Portrait of William Shakespeare

The Flower portrait is the name of one of the painted portraits of William Shakespeare. A 2005 investigation of the portrait led to the conclusion that it was a forged artwork painted in the 19th century.

The name originates with the painting's previous owners, the Flower family, who gave it to the Royal Shakespeare Company. The painting depicts Shakespeare gazing out of the picture and wearing a wide white collar. It has a signed date of 1609, but many art experts had been suspicious of its provenance before it was X-rayed in 2005.

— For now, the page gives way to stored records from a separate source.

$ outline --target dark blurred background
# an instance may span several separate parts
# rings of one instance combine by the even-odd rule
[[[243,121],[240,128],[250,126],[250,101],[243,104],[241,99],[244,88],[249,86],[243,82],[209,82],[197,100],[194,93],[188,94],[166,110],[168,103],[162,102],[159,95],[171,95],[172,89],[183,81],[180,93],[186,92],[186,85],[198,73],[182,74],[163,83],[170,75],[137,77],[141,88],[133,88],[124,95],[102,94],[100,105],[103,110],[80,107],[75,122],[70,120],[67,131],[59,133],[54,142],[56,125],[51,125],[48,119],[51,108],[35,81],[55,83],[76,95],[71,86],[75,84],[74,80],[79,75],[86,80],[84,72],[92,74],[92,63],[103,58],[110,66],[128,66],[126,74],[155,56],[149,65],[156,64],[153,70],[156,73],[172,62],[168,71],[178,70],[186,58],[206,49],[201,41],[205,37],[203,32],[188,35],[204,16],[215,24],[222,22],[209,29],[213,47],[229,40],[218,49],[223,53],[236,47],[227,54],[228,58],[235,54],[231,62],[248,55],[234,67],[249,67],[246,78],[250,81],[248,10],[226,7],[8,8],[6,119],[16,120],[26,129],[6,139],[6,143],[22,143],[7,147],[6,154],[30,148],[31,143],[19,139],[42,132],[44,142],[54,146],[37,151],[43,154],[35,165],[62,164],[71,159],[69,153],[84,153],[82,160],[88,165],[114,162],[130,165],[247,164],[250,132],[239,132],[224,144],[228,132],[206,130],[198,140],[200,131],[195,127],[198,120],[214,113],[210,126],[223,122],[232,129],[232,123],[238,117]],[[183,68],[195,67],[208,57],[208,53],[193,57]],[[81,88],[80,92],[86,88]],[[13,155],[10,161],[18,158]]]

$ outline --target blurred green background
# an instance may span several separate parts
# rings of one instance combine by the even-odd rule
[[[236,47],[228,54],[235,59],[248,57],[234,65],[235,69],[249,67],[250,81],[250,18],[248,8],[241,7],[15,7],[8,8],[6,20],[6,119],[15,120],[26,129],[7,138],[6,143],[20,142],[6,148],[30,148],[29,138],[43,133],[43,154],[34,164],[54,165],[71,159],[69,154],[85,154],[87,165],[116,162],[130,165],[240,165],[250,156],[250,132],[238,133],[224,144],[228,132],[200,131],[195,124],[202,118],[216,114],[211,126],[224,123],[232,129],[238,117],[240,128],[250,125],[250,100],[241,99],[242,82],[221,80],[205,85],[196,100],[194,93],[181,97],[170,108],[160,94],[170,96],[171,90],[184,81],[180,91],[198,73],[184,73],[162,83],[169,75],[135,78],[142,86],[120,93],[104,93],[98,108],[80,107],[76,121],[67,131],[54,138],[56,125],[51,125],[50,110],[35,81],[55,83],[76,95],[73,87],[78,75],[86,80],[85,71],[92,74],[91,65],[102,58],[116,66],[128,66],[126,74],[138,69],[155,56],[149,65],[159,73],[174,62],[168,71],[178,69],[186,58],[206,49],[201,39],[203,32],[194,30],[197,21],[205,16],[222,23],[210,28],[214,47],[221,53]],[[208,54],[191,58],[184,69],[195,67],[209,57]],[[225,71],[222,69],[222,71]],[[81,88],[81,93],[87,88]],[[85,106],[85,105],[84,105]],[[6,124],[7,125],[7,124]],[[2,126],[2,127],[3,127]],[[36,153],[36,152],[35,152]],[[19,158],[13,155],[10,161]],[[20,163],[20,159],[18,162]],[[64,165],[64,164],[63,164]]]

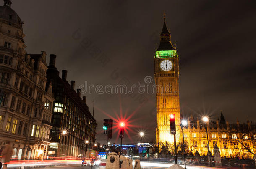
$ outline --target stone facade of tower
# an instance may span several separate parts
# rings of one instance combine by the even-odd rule
[[[170,114],[175,114],[176,139],[179,141],[179,59],[175,47],[172,43],[165,18],[160,44],[156,51],[154,66],[157,89],[157,142],[173,142],[173,135],[170,134],[169,126]]]
[[[22,22],[11,2],[4,1],[0,6],[0,148],[8,141],[13,159],[42,159],[50,143],[54,100],[50,83],[46,90],[46,53],[26,53]]]

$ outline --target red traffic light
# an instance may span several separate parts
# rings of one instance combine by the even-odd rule
[[[174,120],[175,119],[175,114],[170,114],[170,120]]]
[[[170,128],[171,128],[171,134],[176,134],[176,124],[175,122],[175,114],[172,114],[170,115]]]
[[[120,126],[120,127],[123,127],[125,126],[125,123],[124,122],[120,122],[119,125]]]

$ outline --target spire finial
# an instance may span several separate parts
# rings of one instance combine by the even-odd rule
[[[4,6],[10,7],[10,5],[12,4],[12,2],[10,0],[3,0],[3,2],[5,3]]]

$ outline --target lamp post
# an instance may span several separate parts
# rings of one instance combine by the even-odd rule
[[[89,141],[86,140],[85,141],[86,146],[85,146],[85,150],[84,151],[84,161],[85,161],[85,154],[87,151],[87,149],[88,147],[89,143]],[[90,156],[89,155],[89,158],[88,159],[88,166],[89,166],[89,165],[90,165]]]
[[[143,132],[140,132],[140,135],[141,136],[141,142],[142,143],[142,137],[144,136],[144,133]]]
[[[185,143],[184,141],[184,128],[185,126],[188,125],[188,122],[185,120],[183,120],[181,121],[181,124],[182,128],[182,137],[183,138],[183,151],[184,154],[184,164],[185,166],[185,168],[187,169],[186,168],[186,155],[185,154]]]
[[[61,149],[60,149],[60,154],[62,154],[63,153],[63,144],[61,142],[62,141],[62,139],[63,139],[63,137],[64,135],[66,135],[67,134],[66,130],[63,130],[60,133],[60,143],[61,144]]]
[[[206,116],[204,116],[203,118],[203,121],[205,122],[206,125],[206,135],[207,137],[207,148],[208,149],[208,152],[210,152],[210,147],[209,147],[209,139],[208,138],[208,131],[207,130],[207,122],[208,121],[208,118]]]

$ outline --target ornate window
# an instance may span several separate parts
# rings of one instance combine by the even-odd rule
[[[232,133],[232,139],[237,139],[238,138],[236,134],[235,134],[234,133]]]
[[[7,119],[7,123],[6,123],[6,126],[5,127],[5,131],[9,131],[10,130],[10,123],[12,121],[12,118],[10,117],[8,117]]]
[[[0,72],[0,83],[8,84],[10,81],[10,74],[7,73]]]
[[[227,134],[226,133],[222,133],[221,137],[222,139],[227,139]]]
[[[16,129],[17,129],[17,124],[18,123],[18,120],[14,119],[13,122],[13,128],[12,129],[12,133],[16,133]]]
[[[216,138],[216,133],[212,133],[212,138]]]
[[[235,149],[238,149],[238,144],[237,142],[234,142],[233,144],[234,144],[234,148]]]
[[[2,127],[3,126],[3,116],[0,115],[0,130],[2,129]]]
[[[22,131],[22,126],[23,126],[23,121],[20,121],[20,123],[18,126],[18,134],[21,134],[21,131]]]
[[[223,141],[223,148],[224,149],[228,149],[227,148],[227,142]]]
[[[63,104],[55,103],[54,107],[54,112],[62,113],[63,112]]]
[[[4,93],[3,96],[3,99],[2,100],[2,105],[3,106],[7,106],[7,103],[8,102],[8,99],[7,98],[7,94]]]

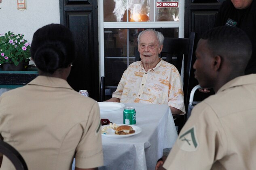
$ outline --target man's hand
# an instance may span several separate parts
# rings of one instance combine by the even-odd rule
[[[207,89],[206,88],[204,89],[203,88],[199,88],[199,89],[198,89],[198,90],[199,90],[199,91],[200,92],[205,93],[209,93],[210,92],[210,91],[208,90],[208,89]]]
[[[173,107],[169,106],[171,109],[171,114],[173,115],[175,114],[180,114],[182,113],[182,112],[179,109],[176,109]]]
[[[119,103],[120,102],[120,99],[116,97],[112,97],[110,99],[106,100],[105,102],[112,102]]]
[[[156,165],[155,170],[165,170],[165,169],[163,167],[163,163],[165,163],[165,160],[166,160],[166,158],[167,157],[166,156],[163,155],[163,157],[162,157],[162,160],[158,161],[157,162],[157,165]]]

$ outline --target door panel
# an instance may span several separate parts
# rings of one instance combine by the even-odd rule
[[[99,97],[97,2],[92,0],[60,0],[61,24],[70,28],[76,45],[76,60],[68,82],[76,91],[87,90]]]

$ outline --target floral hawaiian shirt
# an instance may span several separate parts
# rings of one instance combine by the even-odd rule
[[[146,72],[141,61],[129,66],[112,97],[120,103],[164,104],[185,112],[182,84],[175,66],[160,58]]]

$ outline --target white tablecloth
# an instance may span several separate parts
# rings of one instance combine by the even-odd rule
[[[154,170],[164,148],[172,147],[178,135],[169,108],[167,105],[126,104],[136,112],[136,124],[142,132],[131,137],[102,137],[104,166],[100,170]],[[102,118],[123,124],[124,109],[101,112]]]

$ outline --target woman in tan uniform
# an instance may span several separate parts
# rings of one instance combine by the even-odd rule
[[[63,25],[51,24],[34,34],[31,59],[39,76],[0,98],[0,133],[16,149],[28,169],[95,169],[103,165],[96,102],[67,82],[75,58],[74,41]],[[4,157],[1,169],[12,168]]]

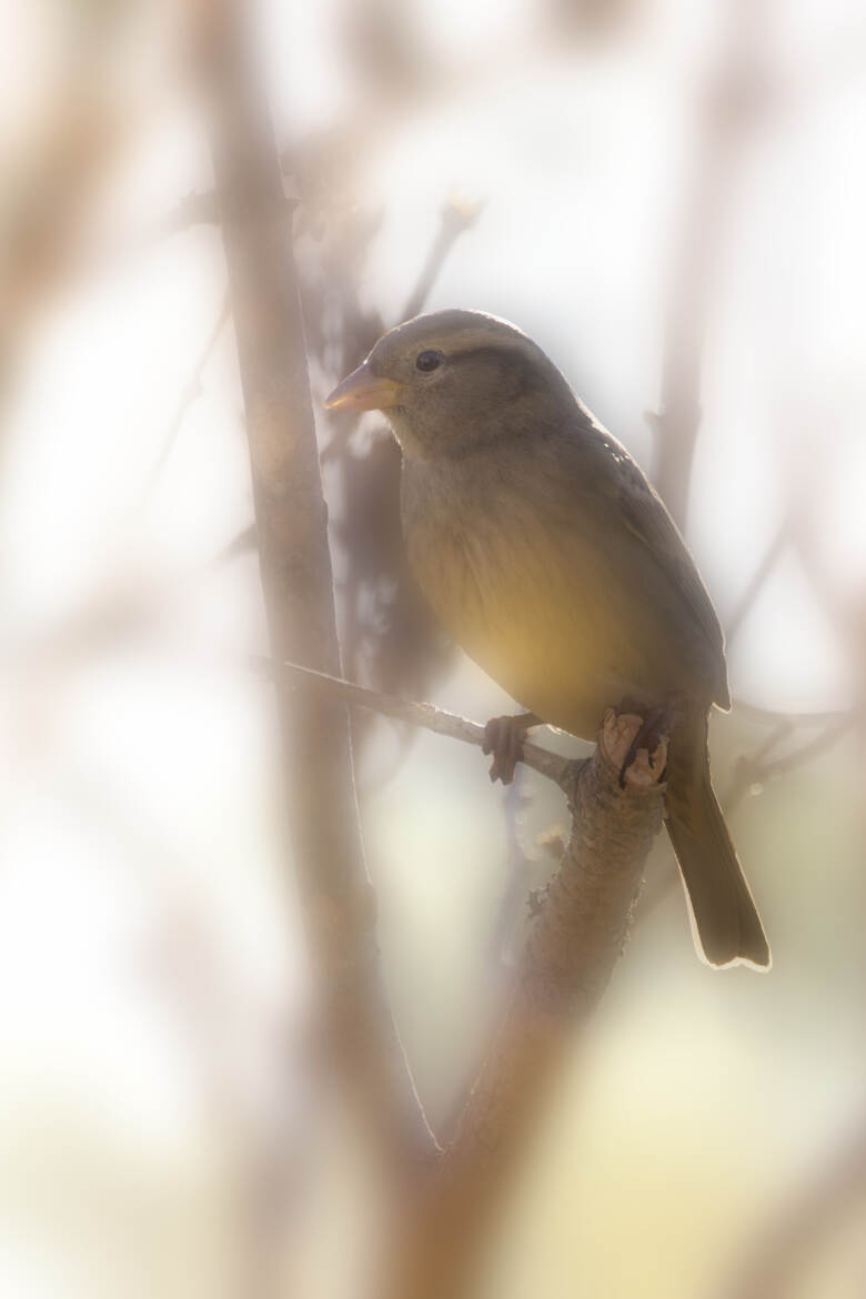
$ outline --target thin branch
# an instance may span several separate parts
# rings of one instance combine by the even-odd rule
[[[796,770],[798,766],[805,766],[814,757],[819,757],[822,753],[830,752],[839,740],[853,730],[857,721],[857,714],[852,711],[848,713],[831,714],[832,720],[824,725],[824,727],[814,735],[811,739],[806,740],[798,748],[795,748],[789,753],[784,753],[782,757],[770,760],[770,753],[791,731],[795,729],[795,722],[787,717],[776,718],[775,729],[769,737],[758,746],[757,751],[752,755],[741,755],[734,765],[734,776],[727,794],[722,799],[722,809],[726,816],[730,816],[743,801],[745,795],[753,786],[766,785],[769,781],[775,779],[779,776],[787,776],[789,772]],[[652,914],[653,911],[675,890],[679,882],[679,870],[676,865],[671,861],[669,869],[660,876],[653,885],[645,890],[640,899],[640,913],[639,918],[645,920],[647,916]]]
[[[683,531],[701,422],[708,304],[743,147],[766,107],[758,65],[765,8],[766,0],[736,0],[730,8],[726,45],[705,95],[667,307],[661,409],[649,416],[656,486]]]
[[[460,717],[457,713],[435,708],[432,704],[417,704],[408,699],[397,699],[395,695],[386,695],[379,690],[367,690],[365,686],[357,686],[341,677],[303,668],[297,662],[282,662],[280,673],[284,673],[288,679],[295,678],[296,683],[305,688],[319,687],[326,694],[344,699],[347,704],[371,708],[384,717],[393,717],[410,726],[421,726],[435,735],[447,735],[449,739],[458,739],[464,744],[475,744],[478,748],[484,744],[483,726],[466,717]],[[523,746],[523,763],[557,785],[562,783],[565,772],[573,765],[569,759],[530,743]]]
[[[178,439],[178,434],[183,426],[183,421],[186,420],[191,405],[201,395],[201,377],[205,372],[208,361],[213,356],[213,351],[219,340],[222,327],[227,320],[229,320],[229,291],[226,290],[222,297],[222,303],[219,305],[219,312],[217,314],[217,318],[210,329],[210,333],[208,334],[204,347],[199,353],[196,364],[192,369],[192,374],[190,375],[190,379],[186,387],[183,388],[183,392],[178,397],[178,404],[174,416],[162,439],[162,444],[160,447],[160,451],[157,452],[153,468],[151,469],[151,473],[144,483],[140,500],[142,509],[147,507],[148,501],[151,500],[156,490],[160,478],[162,477],[165,466],[169,462],[169,456],[171,455],[171,449],[174,448],[174,444]]]
[[[610,979],[662,825],[657,781],[663,756],[654,772],[645,764],[628,773],[626,790],[619,787],[619,765],[639,725],[640,718],[610,711],[592,759],[562,776],[571,839],[457,1135],[419,1203],[409,1205],[388,1299],[467,1293],[479,1246],[521,1167],[563,1053]]]
[[[434,239],[432,247],[427,253],[427,260],[423,264],[418,282],[415,287],[409,294],[405,307],[402,308],[402,320],[410,320],[417,316],[423,308],[432,286],[439,278],[439,273],[445,264],[448,253],[454,247],[457,240],[466,230],[471,227],[478,221],[483,204],[480,203],[466,203],[466,200],[460,199],[457,195],[451,195],[440,214],[439,231]]]
[[[480,746],[484,730],[465,717],[393,699],[296,664],[280,674],[305,691]],[[388,1299],[440,1299],[462,1293],[519,1167],[532,1121],[574,1028],[608,985],[626,939],[644,864],[662,825],[666,740],[656,764],[645,755],[619,773],[641,718],[610,709],[595,755],[567,761],[525,746],[526,765],[556,781],[569,800],[571,839],[527,939],[501,1026],[470,1091],[456,1137],[431,1167],[421,1194],[404,1205]]]
[[[727,620],[726,634],[728,646],[739,635],[743,624],[754,608],[754,604],[761,595],[761,591],[767,585],[770,575],[782,559],[788,542],[791,540],[791,518],[786,517],[773,540],[770,542],[763,559],[758,564],[757,569],[752,574],[752,578],[740,596],[740,600]]]

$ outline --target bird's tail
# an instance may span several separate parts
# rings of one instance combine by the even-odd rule
[[[689,717],[671,737],[667,833],[679,863],[696,940],[710,965],[766,969],[767,944],[749,886],[710,783],[706,717]]]

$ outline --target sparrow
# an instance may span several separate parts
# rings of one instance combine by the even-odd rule
[[[650,757],[669,737],[666,827],[699,953],[767,968],[710,781],[710,709],[731,705],[724,637],[625,447],[538,343],[475,310],[392,329],[326,405],[388,418],[410,568],[453,639],[528,709],[512,760],[521,727],[593,739],[609,707],[639,709]]]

The picture has been commonly used, for example, in the covers of Shakespeare's published plays. It is similar to, and most likely a copy of, the Droeshout engraving, which appeared in 1623 in the first folio publication of Shakespeare's plays.

==History==
According to statements by Edgar Flower, whose family had owned the painting, it was acquired sometime around 1840 by a Mr H.C. Clements, whose widow sold it to a member of the Flower family. Mrs C. Flower donated it to the Shakespeare Memorial Trust in Stratford, and it was exhibited at its picture gallery there in 1892. A number of experts who studied it at the time accepted that it was an authentic 17th-century painting. It was exhibited as the original from which the Droeshout engraving had been copied. Sidney Lee, in his 1898 biography of Shakespeare, declared that "no other pictorial representation of the poet has equally serious claims to be treated as contemporary with himself". However, in 1904, the art critic Marion Spielmann undertook a detailed analysis in which he demonstrated that the painting resembled Droeshout's revised second-state print rather than the original print, concluding that if Droeshout had copied the painting, then the first version would be more directly imitative. He took the view that the painting was an early copy of the print.

Many historians accepted this argument, but the painting still had its defenders. In 1966, an X-ray revealed that the portrait was painted on top of a 16th-century painting that depicts a Madonna and child with John the Baptist. In 2000, Hildegard Hammerschmidt-Hummel reasserted claims to the painting's authenticity, publishing a detailed argument in 2006.

==2004 study==
In 2004, experts of the National Portrait Gallery in London investigated three portraits of Shakespeare in preparation for the gallery's 150th anniversary exhibition. On 21 April 2005, investigators announced that the painting was not contemporary with Shakespeare.

Most of the pigments on the painting were available in the 17th century, but the golden braid of the doublet was painted with chrome yellow, a pigment unavailable until about 1814. The particles of the chrome yellow are part of the normal layer of paint, meaning that it was not painted afterwards. Therefore, Tarnya Cooper, one of the curators of the Gallery, announced that the painting is a 19th-century forgery, dating from around 1818–1840.